Here’s what you’ll need:
-3 tbsp. canola oil
-1 lb. chicken or beef, cubed into 1/2” pieces
-3 cups of finely chopped vegetables (I prefer using peppers, broccoli, onions and shredded carrots)
-1 cup pre-cooked lo-mein noodles or spaghetti noodles
-2 tbsp. low sodium soy sauce
-3 tbsp. Soy Vey ® Hoisin Garlic (any other hoisin, sesame or teriyaki sauce will work)
-1 tbsp. sesame seeds (optional)

Preparation:
Meat:
1.     Heat 2 tbsp. canola oil in a wok or large saucepan. Once oil is hot, add cubed chicken or beef.
2.     When the chicken or beef has almost finished cooking, add 2 tbsp. low sodium soy sauce and mix.
3.     Once chicken or beef has cooked through, place in a separate bowl and drain the remaining contents of the pan.
Vegetables:
1.     Heat 1 tbsp. of canola oil in the same pan used to cook the meat.

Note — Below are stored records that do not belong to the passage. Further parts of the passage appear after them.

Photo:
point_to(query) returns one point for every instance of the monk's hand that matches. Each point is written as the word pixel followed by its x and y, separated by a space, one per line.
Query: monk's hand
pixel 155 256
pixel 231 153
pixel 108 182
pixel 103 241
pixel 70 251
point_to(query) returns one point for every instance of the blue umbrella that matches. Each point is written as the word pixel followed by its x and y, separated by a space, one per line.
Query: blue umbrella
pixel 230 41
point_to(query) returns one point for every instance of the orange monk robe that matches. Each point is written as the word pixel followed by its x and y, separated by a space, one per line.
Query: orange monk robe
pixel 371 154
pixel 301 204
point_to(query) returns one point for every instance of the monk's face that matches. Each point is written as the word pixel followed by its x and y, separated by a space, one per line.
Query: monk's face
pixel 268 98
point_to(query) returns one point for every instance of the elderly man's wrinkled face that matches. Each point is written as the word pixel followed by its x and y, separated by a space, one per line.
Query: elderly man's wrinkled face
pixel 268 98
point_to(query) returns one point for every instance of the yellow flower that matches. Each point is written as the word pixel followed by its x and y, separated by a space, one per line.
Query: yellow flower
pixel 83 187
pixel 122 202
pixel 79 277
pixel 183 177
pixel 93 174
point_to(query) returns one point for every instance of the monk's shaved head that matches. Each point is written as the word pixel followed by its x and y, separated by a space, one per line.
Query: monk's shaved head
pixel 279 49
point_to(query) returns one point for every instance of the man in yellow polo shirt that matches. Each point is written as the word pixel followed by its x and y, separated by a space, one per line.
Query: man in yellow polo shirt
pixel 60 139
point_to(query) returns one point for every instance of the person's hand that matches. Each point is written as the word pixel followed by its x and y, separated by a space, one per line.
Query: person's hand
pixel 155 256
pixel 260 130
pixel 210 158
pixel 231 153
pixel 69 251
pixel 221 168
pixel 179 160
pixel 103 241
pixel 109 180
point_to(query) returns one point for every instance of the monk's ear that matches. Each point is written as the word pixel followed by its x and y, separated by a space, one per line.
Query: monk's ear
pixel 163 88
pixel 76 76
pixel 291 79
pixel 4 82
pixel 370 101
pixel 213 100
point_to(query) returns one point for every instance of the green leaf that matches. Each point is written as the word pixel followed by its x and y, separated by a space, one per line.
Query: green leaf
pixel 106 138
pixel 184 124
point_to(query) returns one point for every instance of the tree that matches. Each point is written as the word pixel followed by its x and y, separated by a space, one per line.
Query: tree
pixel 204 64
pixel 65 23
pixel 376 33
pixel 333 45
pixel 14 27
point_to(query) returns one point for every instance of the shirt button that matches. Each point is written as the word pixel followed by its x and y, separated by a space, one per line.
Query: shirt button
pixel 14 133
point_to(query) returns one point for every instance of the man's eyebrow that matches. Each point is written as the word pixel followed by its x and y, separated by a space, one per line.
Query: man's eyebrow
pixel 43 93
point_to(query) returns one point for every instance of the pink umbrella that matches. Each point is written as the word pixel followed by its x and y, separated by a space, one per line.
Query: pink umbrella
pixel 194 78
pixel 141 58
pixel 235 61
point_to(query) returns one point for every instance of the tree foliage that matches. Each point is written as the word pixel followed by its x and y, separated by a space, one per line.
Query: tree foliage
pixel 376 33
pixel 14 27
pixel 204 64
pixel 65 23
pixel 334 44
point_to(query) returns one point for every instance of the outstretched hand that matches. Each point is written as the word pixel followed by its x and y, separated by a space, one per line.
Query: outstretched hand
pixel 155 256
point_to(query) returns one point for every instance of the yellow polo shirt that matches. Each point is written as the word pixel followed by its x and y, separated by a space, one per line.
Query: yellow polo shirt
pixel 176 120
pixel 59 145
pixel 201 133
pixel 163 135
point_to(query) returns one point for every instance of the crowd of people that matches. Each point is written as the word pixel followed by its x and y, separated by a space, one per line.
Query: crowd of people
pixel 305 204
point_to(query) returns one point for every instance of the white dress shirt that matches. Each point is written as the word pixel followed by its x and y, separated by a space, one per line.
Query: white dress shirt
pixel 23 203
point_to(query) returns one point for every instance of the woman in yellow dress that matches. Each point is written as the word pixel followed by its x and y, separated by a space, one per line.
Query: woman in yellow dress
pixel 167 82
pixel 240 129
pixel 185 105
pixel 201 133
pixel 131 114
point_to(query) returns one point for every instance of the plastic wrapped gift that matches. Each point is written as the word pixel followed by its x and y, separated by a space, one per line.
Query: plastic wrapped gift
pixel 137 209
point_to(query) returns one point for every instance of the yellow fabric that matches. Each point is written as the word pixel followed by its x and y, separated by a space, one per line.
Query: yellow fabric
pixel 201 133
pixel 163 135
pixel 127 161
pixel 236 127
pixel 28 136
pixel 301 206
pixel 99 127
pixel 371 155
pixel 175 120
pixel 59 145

Once oil is hot, add chopped vegetables.
2.     Stir vegetables frequently to ensure even cooking and prevent burning.
Final Step:
3.     Once vegetables are soft, add in pre-cooked noodles and meat.
4.     Add 3 tbsp of Soy Vey ® Hoisin Garlic and stir through the mixture.
5.     Remove from heat and place noodles into bowl.
6.     Top with sesame seeds and enjoy!


Note: You can use any type of meat you would like for this dish, however, I would advise sticking with chicken or beef, or for vegetarians, tofu. Additionally, you can use either fresh or frozen vegetables, however, fresh vegetables will yield a better final product.

More quick, healthy and college-friendly recipes to come soon!